В чем же, спрашивается, состояли вирши, взволновавшие чиновный люд в Ростове и Ярославле, начиная с маленьких приказных и кончая крупною персоною, губернатором? Увы! Мы не можем удовлетворить любознательности современного читателя. Вся ‘сатира’, состоящая лишь из 13-ти строчек, содержит в себе столько же, если не более, крепких словцов. От них не отказался бы и знаменитый эротический (тогда уже покойный) поэт Иван Семенович Барков, да и тот, конечно, внушил бы своему подражателю Ростовскому сатирику, что, описывая похождения туземных гетер с их поклонниками, все-таки нужно владеть стихом и покоряться рифме…
Как бы то ни было, копии ‘сатиры’ были приложены к делам, производившимся о Милютине в Ростовской полиции, в тамошнем Магистрате и в Ярославском Губернском Правлении. Cиe последнее сделало полиции выговор за то, что она, в противность указа 10 Февраля 1763 года, содержала его слишком два месяца в остроге, не передавая дела о нем в Магистрат, на его решение.
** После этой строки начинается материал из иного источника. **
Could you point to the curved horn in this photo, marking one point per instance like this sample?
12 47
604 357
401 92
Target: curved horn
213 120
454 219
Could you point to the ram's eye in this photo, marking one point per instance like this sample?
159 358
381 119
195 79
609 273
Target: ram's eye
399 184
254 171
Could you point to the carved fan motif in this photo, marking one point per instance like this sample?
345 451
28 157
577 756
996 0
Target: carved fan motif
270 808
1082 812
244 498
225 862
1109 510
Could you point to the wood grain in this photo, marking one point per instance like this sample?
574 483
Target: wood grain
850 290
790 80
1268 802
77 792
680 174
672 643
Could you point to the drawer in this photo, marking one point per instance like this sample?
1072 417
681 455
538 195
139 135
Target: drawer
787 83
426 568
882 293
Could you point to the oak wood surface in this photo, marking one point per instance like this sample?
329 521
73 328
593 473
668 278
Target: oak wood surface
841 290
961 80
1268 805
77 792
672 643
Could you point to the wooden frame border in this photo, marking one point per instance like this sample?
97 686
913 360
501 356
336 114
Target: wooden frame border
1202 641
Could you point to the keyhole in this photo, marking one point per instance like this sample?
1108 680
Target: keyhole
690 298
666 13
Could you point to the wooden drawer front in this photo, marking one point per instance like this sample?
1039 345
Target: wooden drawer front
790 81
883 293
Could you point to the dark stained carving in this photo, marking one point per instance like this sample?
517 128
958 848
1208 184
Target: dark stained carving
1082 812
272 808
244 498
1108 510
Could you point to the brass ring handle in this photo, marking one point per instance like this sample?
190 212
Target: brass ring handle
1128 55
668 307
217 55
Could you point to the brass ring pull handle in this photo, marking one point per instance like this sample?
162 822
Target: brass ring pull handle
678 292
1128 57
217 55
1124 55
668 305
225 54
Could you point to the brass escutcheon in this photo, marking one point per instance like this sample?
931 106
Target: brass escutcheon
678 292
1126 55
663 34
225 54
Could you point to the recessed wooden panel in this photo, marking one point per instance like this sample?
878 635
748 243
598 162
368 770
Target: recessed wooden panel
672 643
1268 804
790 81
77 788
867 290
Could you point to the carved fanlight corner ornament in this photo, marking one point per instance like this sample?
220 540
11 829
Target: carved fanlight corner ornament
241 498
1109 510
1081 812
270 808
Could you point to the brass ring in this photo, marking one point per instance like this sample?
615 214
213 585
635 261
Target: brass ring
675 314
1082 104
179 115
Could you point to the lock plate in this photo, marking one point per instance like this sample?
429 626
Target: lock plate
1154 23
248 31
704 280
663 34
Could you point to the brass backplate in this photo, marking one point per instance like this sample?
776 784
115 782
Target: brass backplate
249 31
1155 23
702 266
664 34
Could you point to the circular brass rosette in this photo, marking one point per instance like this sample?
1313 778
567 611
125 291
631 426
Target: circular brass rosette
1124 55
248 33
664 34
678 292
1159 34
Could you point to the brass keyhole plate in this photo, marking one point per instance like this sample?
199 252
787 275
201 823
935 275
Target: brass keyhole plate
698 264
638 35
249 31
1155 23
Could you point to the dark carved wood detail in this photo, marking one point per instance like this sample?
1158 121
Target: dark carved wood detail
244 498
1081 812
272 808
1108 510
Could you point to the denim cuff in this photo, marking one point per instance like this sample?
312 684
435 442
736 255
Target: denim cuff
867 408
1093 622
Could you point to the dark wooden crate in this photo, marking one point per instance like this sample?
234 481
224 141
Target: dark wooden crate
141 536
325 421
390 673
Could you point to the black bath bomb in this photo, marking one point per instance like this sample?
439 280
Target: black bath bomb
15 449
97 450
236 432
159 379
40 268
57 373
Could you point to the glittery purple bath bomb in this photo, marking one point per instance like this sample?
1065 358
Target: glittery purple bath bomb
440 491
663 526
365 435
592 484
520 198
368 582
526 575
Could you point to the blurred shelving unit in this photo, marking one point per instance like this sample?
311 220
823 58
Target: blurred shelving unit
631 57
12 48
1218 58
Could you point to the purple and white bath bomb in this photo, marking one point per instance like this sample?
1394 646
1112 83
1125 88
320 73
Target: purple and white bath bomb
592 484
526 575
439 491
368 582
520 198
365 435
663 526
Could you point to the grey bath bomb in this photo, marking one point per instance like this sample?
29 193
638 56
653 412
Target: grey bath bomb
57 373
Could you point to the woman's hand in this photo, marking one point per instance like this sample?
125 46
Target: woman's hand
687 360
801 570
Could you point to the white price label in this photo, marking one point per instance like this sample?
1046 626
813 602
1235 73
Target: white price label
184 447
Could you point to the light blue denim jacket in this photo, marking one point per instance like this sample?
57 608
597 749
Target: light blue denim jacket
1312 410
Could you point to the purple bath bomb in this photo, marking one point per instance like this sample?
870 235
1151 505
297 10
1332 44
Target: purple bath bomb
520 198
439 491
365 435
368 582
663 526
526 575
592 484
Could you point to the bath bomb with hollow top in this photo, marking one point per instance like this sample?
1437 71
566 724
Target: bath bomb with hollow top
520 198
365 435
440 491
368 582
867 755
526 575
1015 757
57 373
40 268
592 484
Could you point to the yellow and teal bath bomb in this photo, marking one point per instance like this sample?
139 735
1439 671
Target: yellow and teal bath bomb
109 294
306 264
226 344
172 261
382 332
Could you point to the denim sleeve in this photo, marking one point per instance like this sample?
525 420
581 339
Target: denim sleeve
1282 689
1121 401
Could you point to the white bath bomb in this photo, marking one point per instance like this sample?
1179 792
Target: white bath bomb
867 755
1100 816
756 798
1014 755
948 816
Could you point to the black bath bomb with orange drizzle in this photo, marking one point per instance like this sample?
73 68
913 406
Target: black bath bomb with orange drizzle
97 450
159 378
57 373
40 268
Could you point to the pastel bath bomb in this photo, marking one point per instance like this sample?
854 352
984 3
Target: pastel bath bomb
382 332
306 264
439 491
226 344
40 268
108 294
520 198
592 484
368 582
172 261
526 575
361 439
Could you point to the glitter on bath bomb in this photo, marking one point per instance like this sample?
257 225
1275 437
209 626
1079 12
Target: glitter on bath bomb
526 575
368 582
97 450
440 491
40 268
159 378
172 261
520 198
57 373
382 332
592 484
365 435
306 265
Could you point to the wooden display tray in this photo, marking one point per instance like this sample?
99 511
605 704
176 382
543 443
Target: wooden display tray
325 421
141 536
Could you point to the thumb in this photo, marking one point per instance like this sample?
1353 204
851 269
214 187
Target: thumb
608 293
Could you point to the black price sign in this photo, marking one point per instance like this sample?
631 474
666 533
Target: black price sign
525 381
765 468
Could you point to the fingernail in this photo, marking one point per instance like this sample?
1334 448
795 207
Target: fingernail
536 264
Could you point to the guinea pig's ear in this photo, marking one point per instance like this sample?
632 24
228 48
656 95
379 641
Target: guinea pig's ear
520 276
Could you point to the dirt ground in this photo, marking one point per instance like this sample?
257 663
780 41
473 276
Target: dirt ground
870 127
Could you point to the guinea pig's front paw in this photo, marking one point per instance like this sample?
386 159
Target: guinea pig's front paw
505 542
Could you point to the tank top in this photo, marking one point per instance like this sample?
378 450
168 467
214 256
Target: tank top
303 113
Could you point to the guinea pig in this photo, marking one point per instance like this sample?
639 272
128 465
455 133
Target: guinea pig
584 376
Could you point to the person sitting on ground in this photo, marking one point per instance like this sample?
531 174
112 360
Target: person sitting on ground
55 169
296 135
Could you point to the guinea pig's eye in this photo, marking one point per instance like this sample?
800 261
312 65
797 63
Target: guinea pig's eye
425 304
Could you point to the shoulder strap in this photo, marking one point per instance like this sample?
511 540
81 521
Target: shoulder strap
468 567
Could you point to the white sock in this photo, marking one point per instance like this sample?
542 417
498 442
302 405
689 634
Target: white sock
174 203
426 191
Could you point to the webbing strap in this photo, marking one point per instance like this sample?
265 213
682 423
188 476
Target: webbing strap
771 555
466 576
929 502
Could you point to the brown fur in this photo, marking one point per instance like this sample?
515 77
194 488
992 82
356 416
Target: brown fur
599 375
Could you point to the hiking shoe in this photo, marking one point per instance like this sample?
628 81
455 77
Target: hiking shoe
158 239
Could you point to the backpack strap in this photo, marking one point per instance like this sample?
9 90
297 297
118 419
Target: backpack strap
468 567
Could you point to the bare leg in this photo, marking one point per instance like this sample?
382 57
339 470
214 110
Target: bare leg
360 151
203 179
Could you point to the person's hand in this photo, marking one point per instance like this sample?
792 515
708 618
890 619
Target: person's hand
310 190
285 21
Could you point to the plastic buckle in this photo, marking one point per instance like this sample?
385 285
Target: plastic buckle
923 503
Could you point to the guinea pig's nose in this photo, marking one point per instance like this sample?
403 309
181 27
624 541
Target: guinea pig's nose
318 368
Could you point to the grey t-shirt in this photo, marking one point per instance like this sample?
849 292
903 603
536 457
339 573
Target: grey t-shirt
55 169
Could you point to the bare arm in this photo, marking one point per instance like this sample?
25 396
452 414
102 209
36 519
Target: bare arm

Магистрат решил (донесение Губернскому Правлению от 28 Ноября 1800 г., No 1114) так: ‘Хотя объявленный купеческий сын Милютин, за сочинение сатирической песни, и подлежал бы изображенному в Воинском 149 Артикуле взысканию, но как он cиe сделал без всякого намерения, единственно в пьянстве, которое (т. е. сочинение), в тоже время, сам он, не сказывая никому, чрез отсылку к надзирателю Лупандину обнаружил, а потому и помянутые в нем люди ничего к обиде их относящегося не ищут. В рассуждение чего и уважая долговременное его по сему делу под караулом содержание, вменив оное в чувствительное ему наказание, освободить от сего дела (и освобожден), а при том внушено ему, с должною подпискою, чтоб он впредь таковые песни сочинять не отваживался, иначе подвергнет себя неминуемому, по законам, наказанию, т. е. будет бит батогами нещадно’. Об этом решении чрез Ярославского губернатора доведено было до сведения высочайшей власти. Вероятно, император Павел I милостиво рассудил, что ‘сатирик’ Милютин, просидевший в остроге 13 недель, ровно по неделе за каждую строчку, подсказанную ему легкомысленною Музою, наказан вполне достаточно.